4. Mapping Dots to Events
Taking the pixel data of the video, the movements of the dots over specific timeframes can be mapped to particular events. For example, in basketball, you can start mapping these dots in the tracking data to particular basketball-related events that describe how certain outcomes occur in terms of tactical themes, such as pick and roll, type of coverages on pick and roll, did the player do a drive or a post up, off-ball screens, hand off, close out, etc. The dot trajectories are mapped to the semantics of a basketball play, and the players involved in that play, using a machine learning model that does that transformation using pre-labelled data.
5. Mapping Events to Metrics
Expected metrics explain the quality of execution of certain events. The labels assigned to certain events are often not informative enough to explain that event. Instead, expected metrics transform an outcome label of 0 or 1 (goal or no goal) to a probability of 0 to 100% using machine learning. For example, a shot that goes in goal is considered 100% effective. However, a shot attempt that hits the post might be considered 70% effective, even if it did not end up in a goal. Regardless of the final outcome of that event, expected metrics help to evaluate whether an event was more likely to be 0% (unsuccessful), 100% (successful) or somewhere in the middle (ie. 55% successful). This concept of expected metrics is the basis of the Expected Goals (xG) metric in football. Expected Goals can also be extended to passes to calculate the likelihood of a pass reaching a certain teammate on the pitch.
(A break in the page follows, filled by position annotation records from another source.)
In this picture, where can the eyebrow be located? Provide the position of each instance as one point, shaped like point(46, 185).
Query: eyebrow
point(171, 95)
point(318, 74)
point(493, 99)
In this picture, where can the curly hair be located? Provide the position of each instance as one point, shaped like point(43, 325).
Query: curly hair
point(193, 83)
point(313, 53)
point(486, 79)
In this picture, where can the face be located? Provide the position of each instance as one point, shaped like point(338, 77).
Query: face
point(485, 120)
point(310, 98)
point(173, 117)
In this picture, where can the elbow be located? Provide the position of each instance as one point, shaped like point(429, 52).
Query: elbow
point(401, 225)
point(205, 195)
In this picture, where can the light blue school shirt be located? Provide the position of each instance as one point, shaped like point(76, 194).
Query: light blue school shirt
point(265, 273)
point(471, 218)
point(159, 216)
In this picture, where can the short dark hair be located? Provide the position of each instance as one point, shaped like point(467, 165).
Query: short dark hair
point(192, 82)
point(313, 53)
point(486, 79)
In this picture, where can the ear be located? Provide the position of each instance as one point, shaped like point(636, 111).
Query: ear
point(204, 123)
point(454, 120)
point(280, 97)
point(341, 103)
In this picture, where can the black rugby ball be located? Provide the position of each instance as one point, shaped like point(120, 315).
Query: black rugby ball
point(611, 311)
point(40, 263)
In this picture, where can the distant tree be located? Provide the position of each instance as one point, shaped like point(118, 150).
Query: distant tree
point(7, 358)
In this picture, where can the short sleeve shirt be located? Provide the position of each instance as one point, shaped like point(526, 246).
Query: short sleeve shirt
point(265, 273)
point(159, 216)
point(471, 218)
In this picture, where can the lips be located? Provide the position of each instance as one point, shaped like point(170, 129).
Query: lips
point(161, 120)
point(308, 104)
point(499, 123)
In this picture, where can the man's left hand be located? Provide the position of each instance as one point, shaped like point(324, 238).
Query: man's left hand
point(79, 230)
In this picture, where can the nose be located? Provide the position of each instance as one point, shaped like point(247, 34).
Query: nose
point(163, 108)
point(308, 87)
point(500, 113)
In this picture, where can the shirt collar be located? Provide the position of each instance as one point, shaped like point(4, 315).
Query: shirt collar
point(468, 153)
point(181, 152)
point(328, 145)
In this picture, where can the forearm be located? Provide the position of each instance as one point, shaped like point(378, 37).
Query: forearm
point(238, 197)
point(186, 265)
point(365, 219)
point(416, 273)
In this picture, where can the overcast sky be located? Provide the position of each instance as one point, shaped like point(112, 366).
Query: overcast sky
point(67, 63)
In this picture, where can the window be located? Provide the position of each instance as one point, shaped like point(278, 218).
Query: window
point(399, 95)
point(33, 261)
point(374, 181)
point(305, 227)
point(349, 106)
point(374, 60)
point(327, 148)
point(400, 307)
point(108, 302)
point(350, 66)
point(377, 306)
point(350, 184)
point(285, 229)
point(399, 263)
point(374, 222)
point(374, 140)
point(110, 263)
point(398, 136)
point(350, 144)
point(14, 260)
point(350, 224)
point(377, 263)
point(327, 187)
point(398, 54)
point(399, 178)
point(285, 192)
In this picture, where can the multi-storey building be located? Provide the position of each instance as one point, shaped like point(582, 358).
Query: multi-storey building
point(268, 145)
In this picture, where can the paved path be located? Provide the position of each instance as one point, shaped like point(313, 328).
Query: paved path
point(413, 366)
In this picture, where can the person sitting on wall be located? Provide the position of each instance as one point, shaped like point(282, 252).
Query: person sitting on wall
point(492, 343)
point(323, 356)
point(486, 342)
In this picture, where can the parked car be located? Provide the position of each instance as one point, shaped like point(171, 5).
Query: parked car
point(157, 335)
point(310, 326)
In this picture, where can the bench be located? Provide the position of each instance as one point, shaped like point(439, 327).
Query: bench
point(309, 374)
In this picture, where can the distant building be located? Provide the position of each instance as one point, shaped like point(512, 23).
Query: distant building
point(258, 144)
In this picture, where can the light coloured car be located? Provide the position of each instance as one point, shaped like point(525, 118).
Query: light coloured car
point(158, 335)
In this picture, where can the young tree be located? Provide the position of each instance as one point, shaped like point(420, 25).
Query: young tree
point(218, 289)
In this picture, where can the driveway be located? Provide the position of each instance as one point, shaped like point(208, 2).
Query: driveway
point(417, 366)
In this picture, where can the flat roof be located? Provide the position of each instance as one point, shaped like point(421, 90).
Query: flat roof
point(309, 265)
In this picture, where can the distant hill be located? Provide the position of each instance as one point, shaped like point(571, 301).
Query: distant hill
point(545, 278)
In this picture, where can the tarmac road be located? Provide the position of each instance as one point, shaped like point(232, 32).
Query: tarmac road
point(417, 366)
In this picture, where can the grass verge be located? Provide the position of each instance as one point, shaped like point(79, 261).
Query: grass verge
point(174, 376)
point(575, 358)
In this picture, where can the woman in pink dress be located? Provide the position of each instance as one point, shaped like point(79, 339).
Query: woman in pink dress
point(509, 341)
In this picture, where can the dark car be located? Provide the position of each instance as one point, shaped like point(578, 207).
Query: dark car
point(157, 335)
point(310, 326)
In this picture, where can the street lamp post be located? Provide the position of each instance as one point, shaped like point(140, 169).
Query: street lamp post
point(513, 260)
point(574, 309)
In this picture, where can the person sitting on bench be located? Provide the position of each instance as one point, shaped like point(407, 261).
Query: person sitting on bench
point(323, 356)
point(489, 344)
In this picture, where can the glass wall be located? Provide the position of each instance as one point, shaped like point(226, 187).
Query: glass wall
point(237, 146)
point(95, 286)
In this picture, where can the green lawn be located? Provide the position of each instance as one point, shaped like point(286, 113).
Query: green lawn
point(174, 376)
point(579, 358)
Expected metrics provide an additional degree of context to each situation. For example, in basketball they use Expected Field Goal percentage (EFG) to explain that if a player misses a 3-point shot, rather than simply classify that player as missing a shot we can assess what is the likelihood that an average league player would have scored that shot from a similar situation. This can provide a measure of talent of a player over the league average and better contextualise his performance.
What is the conclusion here? This is the true value of highly granular levels of data and a data-driven approach to sports analysis. Tennis pros, basketball coaches, college scouts are utilizing unique types and amounts of data to predict, analyze and scout athletes.